Recent theoretical interest in the possibility of observing a non-newtonian component of gravity arises from the lead that such observations will give to unification theories¹. Absolute determinations of the newtonian constant G by geophysical methods, at mass separations several orders of magnitude greater than those available in the laboratory, provide information not obtainable in any other way. Stacey² drew attention to the fact that modern geophysical measurements were precise enough in principle to provide an important check on G and Stacey et al.³ revived the mine method first used by G. B. Airy. Subsequently Stacey analysed a set of overlapping sea-floor and sea-surface gravity survey data made available by the Exxon Oil Co., to avoid the problem of density uncertainty that beset the mine measurements, and Stacey and Tuck⁴ compared the results with values of G calculated from published mine and borehole data.
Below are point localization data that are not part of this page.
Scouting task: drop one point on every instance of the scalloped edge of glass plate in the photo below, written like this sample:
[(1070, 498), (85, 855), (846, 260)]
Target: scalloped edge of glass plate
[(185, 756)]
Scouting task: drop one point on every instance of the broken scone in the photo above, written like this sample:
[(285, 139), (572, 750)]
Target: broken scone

The striking conclusion was that the values of G were all systematically high. Residual doubts, especially concerning the adequacy of density sampling and the possibility of bias by regional gravity anomalies, left the conclusion as a rather tentative one. We report here a new determination of G, which is also high, but in which the doubt about density is substantially reduced. This information makes it implausible to explain the high value of G in terms of an inadequate knowledge of density. The possible effect of regional gravity anomalies is not as securely discounted.